Discrete Event, Continuous Time RNNs

TL;DR

This work investigates how to process event sequences with continuous timestamps by introducing a continuous-time GRU (CT-GRU) that allocates memory across multiple fixed time scales. Despite the added temporal structure and interpretability of the CT-GRU, experiments across eleven datasets show performance essentially identical to a standard GRU with Delta t inputs, indicating robustness of GRU/LSTM approaches to time in practice. The study highlights that explicit time-scale dynamics do not confer a clear advantage on these tasks, though the CT-GRU provides valuable insights into how memory might be organized across time.

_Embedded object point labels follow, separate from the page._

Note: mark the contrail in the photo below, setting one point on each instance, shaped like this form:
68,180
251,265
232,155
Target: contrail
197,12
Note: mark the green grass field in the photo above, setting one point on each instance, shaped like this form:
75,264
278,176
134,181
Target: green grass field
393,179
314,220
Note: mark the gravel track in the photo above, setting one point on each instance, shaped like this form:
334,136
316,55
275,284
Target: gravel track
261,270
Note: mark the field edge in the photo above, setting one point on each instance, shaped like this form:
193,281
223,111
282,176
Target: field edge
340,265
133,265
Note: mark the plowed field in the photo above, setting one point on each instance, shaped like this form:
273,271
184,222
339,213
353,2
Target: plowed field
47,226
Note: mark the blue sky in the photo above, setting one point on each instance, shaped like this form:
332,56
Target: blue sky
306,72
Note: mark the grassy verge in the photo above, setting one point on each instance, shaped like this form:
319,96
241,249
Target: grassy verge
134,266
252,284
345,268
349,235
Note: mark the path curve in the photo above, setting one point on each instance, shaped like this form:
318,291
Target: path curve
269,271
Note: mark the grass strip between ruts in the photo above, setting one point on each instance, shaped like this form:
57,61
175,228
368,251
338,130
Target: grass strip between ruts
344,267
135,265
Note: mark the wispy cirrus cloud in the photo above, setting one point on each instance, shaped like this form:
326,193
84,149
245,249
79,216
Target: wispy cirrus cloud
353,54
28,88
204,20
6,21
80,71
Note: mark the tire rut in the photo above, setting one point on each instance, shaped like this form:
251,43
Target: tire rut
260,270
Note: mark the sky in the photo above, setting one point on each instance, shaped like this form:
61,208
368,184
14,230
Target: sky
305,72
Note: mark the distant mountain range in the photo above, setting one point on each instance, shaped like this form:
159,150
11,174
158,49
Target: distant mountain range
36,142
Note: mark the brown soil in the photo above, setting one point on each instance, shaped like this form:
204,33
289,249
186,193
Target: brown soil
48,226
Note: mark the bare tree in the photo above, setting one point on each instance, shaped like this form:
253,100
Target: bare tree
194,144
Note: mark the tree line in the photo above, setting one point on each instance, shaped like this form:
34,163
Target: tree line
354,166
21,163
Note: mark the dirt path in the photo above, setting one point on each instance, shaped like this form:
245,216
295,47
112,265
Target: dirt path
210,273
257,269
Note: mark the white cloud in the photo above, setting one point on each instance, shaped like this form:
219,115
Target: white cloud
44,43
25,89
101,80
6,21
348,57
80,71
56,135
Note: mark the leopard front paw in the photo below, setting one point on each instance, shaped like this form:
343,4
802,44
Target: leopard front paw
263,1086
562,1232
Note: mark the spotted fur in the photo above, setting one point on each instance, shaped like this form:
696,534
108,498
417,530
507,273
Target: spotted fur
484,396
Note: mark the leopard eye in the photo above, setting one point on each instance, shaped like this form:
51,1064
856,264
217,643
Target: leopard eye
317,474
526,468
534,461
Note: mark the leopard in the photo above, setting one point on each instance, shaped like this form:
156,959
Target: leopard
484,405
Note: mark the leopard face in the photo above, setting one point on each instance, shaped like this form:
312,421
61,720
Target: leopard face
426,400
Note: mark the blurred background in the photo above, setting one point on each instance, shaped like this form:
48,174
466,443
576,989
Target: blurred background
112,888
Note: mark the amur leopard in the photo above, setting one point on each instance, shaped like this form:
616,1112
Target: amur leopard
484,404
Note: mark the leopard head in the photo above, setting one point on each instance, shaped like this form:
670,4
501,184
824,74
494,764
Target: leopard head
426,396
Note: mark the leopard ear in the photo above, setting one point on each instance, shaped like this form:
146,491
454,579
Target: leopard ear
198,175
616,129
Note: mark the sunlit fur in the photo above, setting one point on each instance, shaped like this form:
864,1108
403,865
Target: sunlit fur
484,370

The results emphasize the value of inductive biases in time-aware architectures and offer guidance for future exploration of multiscale temporal representations.

Abstract

We investigate recurrent neural network architectures for event-sequence processing. Event sequences, characterized by discrete observations stamped with continuous-valued times of occurrence, are challenging due to the potentially wide dynamic range of relevant time scales as well as interactions between time scales. We describe four forms of inductive bias that should benefit architectures for event sequences: temporal locality, position and scale homogeneity, and scale interdependence. We extend the popular gated recurrent unit (GRU) architecture to incorporate these biases via intrinsic temporal dynamics, obtaining a continuous-time GRU. The CT-GRU arises by interpreting the gates of a GRU as selecting a time scale of memory, and the CT-GRU generalizes the GRU by incorporating multiple time scales of memory and performing context-dependent selection of time scales for information storage and retrieval. Event time-stamps drive decay dynamics of the CT-GRU, whereas they serve as generic additional inputs to the GRU. Despite the very different manner in which the two models consider time, their performance on eleven data sets we examined is essentially identical. Our surprising results point both to the robustness of GRU and LSTM architectures for handling continuous time, and to the potency of incorporating continuous dynamics into neural architectures.

Figures (5)

• Figure 1: A schematic of the GRU (left) and CT-GRU (right). Color coding of the elements matches the background color used in the tables presenting activation dynamics. For the CT-GRU, the large rectangle with segments represents a multiscale hidden representation. The intrinsic decay temporal decay of this representation, as well as the recurrent self-connections, is not depicted in the schematic.
• Figure 2: (a) Half life for a range of time scales: true value (dashed black line) and mixture approximation (blue line). (b) Decay curves for time scales $\tau \in [10, 100]$ (solid lines) and the mixture approximation (dashed lines).
• Figure 3: Working memory task: (a) CT-GRU (blue) and GRU (orange) response to probe on sequences like $\{\text{\sffamily \scshape l}/0, \text{\sffamily x}/0, \ldots, \text{\sffamily x}/t \}$ for a range of $t$. (b) Storage timescales, $\log_{10}({\bm{\tau}}_k^{ S} )$, and event-detection weights, ${\bm{W}}^{ Q}$. The CT-GRU modulates storage time scale of symbol based on the context.
• Figure 4: Event sequences for (a) Cluster, (b) Hawkes process, and (c) Reddit. Time is on horizontal axis. Color denotes event label; in (a), irrelevant labels are rendered as dashed black lines.
• Figure 5: Comparison of GRU, CT-GRU, and variants. Data sets (a)-(i) consist of at least 10k training and test examples and thus a single train/test split is adequate for evaluation. Smaller data set (j) is tested via 8-fold cross validation. Solid black lines represent a reference baseline performance level, and dashed lines indicate optimal performance (where known).